4,500-yr-old pottery workshop found in Egypt

This handout picture released on 19 July, 2018, by the Egyptian Antiquities ministry shows the oldest workshop for the pottery industry of the old state discovered by a mission working in the groundwater reduction project in the Temple of Kom Ombo in Aswan. Photo: AFP
This handout picture released on 19 July, 2018, by the Egyptian Antiquities ministry shows the oldest workshop for the pottery industry of the old state discovered by a mission working in the groundwater reduction project in the Temple of Kom Ombo in Aswan. Photo: AFP

Egyptian archaeologists have uncovered a pottery workshop dating back some 4,500 years, officials said Thursday, a rare discovery providing a glimpse into daily life from millenia ago.

The find -- which included a stone pottery wheel -- was made close to the southern city of Aswan during work around the Temple of Kom Ombo on the banks of the Nile River, the antiquities ministry said.

This handout picture released on 19 July, 2018, by the Egyptian Antiquities ministry shows the oldest workshop for the pottery industry of the old state discovered by a mission working in the groundwater reduction project in the Temple of Kom Ombo in Aswan. Photo: AFP
This handout picture released on 19 July, 2018, by the Egyptian Antiquities ministry shows the oldest workshop for the pottery industry of the old state discovered by a mission working in the groundwater reduction project in the Temple of Kom Ombo in Aswan.
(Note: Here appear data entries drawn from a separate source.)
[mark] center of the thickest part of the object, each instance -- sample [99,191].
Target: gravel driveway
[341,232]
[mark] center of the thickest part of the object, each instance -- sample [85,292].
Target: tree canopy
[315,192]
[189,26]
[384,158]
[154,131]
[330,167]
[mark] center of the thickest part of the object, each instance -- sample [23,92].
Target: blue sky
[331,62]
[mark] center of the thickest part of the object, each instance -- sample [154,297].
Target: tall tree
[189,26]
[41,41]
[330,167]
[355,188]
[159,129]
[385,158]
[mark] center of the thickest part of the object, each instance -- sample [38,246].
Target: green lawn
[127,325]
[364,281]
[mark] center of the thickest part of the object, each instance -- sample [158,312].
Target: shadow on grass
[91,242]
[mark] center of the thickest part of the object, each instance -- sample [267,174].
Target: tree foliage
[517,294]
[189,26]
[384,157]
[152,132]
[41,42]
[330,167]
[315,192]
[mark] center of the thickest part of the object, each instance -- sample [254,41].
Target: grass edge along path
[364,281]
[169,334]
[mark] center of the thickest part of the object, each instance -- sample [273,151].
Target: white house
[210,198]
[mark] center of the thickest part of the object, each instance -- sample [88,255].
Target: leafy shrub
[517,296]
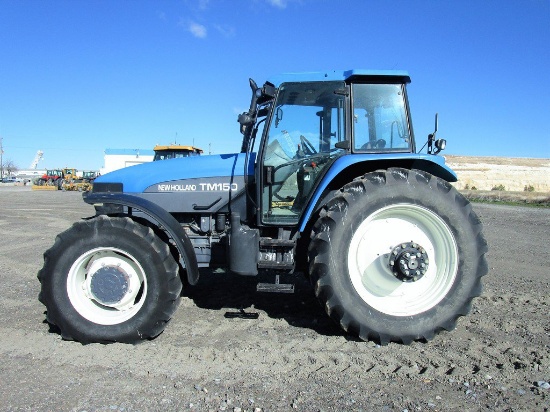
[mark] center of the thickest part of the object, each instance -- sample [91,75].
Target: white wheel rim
[81,291]
[369,256]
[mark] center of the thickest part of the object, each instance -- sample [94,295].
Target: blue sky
[78,77]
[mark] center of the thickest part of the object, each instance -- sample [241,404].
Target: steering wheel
[307,147]
[378,144]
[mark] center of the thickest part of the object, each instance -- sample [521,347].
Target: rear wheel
[109,280]
[397,255]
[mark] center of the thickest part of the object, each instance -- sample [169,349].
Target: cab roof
[359,75]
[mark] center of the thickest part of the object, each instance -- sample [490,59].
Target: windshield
[379,118]
[307,122]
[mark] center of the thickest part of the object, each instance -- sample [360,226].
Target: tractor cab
[309,123]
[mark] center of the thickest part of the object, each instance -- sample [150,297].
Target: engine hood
[136,179]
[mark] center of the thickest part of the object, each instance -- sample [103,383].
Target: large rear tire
[109,280]
[397,255]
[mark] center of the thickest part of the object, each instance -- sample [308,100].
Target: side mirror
[431,138]
[440,145]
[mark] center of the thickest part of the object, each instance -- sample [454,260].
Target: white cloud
[197,30]
[281,4]
[226,31]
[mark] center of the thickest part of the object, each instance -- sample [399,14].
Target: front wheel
[109,280]
[397,255]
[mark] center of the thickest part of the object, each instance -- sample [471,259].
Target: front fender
[163,219]
[347,167]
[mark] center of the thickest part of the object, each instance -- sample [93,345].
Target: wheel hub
[408,262]
[112,282]
[109,285]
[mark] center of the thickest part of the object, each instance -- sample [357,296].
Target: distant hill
[515,174]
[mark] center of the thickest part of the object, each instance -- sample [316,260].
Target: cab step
[276,287]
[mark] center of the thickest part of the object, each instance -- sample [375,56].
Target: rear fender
[162,218]
[348,167]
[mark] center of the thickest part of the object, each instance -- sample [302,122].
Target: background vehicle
[328,182]
[174,151]
[52,177]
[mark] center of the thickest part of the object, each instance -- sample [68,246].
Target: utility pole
[1,159]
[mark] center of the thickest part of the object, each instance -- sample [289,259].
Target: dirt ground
[292,357]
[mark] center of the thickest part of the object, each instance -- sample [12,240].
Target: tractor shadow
[237,295]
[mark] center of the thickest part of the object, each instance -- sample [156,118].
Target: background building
[119,158]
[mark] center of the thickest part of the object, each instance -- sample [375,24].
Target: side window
[379,118]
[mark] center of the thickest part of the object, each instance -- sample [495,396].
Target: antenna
[37,158]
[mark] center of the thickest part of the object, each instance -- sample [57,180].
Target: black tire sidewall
[114,233]
[440,199]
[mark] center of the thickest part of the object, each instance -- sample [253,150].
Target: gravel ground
[292,357]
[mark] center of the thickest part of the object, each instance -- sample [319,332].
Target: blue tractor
[329,182]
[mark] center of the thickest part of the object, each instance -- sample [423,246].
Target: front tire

Photo: AFP

The workshop was built during the Fourth Dynasty of ancient Egypt (between 2613 and 2494 BC), a statement said, the same period in which the famous pyramids of Giza were constructed.

"It is one of the rare finds that sheds light on daily life, industrial activities and the development of art in ancient Egypt," Mostafa Waziri, secretary general of Egypt's Supreme Council of Antiquities, said in the statement.

Waziri said the discovery showed "the improvement and adaptation" of tools during the period as people "responded to the demands of daily life".